給油のため一度福島のヘリポートに降りる。東北の寒さを感じた。普段ビデオなど使わない。この時間も撮影の練習をした。
まさに千載一遇。ワンチャンスをモノにしなければならない。現地入りは目前。絶対に使える画像を撮る。パイロットが気合いを入れてくれた。
太平洋が見えてきた。地図は頭に叩き込んでいた。操縦席のモニターも見ながら、宮城最南端の山元町に入ろうとしている事がわかった。狂いなくリクエスト通り。
眼下には津波で壊滅した荒野。あっという間に海岸に出て機首を北に向けた。ほぼ全ての松が西に向かって倒れている。観察は度外視した。役に立つ画像を収める事に専念した。
ヘリコプターは速い。すぐに仙台空港が見えた。段取り通り150mの低空。撮影を動画に切り替える。ドアが開く。昔もやった。怖くない。プロカメラマンの塚本さんに教わったコツを頭の片方で唱えた。
しかし、倒れていない森の一群が時折見られる。何故残っているのだろう?誰でもわかる事なのだが、その場所を地図で探し、初陸上踏査を行ったことで、極く短時間での大きな発見に繋がる。我々のスピードダッシュは更に加速した。鳥の目で見ることの大切さを身を持って感じた。

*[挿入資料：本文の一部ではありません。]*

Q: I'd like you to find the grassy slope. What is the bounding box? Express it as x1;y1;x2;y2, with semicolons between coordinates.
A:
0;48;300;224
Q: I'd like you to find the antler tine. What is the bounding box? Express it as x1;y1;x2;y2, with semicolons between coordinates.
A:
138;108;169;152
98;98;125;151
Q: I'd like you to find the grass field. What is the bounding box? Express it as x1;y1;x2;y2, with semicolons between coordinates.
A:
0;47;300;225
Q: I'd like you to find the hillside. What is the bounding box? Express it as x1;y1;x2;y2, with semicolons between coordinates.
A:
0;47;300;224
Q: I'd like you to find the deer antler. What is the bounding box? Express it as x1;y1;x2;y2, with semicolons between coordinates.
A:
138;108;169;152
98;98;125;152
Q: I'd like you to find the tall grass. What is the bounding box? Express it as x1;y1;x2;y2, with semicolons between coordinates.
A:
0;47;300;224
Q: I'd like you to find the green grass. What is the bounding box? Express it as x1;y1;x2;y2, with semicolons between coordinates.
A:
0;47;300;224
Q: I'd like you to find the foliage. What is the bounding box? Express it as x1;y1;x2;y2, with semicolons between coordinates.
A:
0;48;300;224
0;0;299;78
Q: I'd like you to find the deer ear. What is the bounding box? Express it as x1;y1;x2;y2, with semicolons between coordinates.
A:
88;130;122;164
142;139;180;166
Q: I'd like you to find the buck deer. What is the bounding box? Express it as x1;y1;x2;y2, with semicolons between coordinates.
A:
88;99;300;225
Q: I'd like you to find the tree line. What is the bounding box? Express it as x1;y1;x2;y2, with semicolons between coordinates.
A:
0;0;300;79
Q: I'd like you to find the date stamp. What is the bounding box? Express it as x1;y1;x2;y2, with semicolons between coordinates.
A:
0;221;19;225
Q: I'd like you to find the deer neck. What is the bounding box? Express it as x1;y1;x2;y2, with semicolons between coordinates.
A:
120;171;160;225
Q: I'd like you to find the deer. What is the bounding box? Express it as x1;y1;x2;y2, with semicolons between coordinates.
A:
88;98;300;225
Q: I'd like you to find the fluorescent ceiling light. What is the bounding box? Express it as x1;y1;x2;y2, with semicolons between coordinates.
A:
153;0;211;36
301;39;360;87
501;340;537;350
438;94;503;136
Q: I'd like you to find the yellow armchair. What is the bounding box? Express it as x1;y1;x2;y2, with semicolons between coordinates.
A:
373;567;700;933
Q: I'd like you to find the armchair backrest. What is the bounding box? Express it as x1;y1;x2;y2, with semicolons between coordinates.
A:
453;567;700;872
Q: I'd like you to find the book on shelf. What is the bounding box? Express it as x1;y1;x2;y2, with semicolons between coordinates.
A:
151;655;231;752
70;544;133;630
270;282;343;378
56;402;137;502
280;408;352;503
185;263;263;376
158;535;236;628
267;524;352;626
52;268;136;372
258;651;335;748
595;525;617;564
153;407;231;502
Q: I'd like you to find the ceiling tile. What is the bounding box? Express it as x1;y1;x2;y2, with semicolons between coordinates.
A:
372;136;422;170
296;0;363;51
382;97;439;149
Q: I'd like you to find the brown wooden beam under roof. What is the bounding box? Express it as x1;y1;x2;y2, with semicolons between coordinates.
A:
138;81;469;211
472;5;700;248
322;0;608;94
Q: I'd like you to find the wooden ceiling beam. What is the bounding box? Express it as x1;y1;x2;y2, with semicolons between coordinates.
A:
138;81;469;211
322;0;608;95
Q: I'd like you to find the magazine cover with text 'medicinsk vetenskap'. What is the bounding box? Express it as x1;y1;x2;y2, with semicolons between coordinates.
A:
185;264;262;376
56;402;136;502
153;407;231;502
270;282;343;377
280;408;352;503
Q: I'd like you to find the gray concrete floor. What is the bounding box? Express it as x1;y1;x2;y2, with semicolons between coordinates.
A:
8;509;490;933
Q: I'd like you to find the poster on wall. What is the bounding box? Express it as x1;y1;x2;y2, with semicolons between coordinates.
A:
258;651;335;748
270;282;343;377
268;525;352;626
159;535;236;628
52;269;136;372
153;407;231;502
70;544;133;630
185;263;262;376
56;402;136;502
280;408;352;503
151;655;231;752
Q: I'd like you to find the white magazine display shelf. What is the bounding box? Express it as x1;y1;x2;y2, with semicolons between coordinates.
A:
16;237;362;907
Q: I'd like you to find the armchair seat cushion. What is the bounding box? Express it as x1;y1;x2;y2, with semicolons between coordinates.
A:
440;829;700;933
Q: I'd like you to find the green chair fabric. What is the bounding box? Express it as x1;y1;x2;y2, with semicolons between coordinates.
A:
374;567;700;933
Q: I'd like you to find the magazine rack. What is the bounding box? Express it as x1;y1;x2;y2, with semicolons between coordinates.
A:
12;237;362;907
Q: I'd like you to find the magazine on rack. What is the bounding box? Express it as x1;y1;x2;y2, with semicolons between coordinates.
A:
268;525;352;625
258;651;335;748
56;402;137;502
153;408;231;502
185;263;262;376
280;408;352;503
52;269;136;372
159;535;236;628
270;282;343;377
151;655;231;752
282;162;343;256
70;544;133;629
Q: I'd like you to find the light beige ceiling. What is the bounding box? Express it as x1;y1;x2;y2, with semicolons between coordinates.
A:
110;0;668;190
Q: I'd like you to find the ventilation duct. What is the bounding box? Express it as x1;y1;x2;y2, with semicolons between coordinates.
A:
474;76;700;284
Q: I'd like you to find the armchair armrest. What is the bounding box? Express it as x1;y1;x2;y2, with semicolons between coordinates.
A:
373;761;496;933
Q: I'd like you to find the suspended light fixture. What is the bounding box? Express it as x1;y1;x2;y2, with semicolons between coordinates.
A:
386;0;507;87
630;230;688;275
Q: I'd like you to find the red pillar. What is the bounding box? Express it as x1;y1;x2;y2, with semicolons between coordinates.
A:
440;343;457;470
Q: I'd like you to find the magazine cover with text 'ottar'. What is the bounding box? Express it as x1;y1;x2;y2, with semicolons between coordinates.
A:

ヘリは最大限、海岸林に沿って飛行した。気仙沼市大島で引き換えし、再び宮城南部を往路同様に飛び、二度目は少し観察の目を持ちながら撮影した。もう陸上踏査のポイントは決まった。
この動画はホームページで見ていただくことができる。
振り返りブログ11 初の現地入り~航空調査①~
2011年4月半ば、計画停電やら余震やら不安定な日々。通常業務に加えて、海岸林の論文や資料を読み漁る日々が続き、最早、残業続きで生活は一変していた。
ある夜、共に残業の池田課長に第一級情報が入った。国際協力NGOセンター(JANIC)より、『宮城に救援物資を運ぶ民間ヘリコプターに空きがある』という。池田課長に即リアクションを頼んだ。『荷物でなく俺達を乗せてもらい、海岸林の航空調査を頼もう』と。正直言って駄目で元々と思っていた。しかし、待たされることなく、実現の方向に動いた。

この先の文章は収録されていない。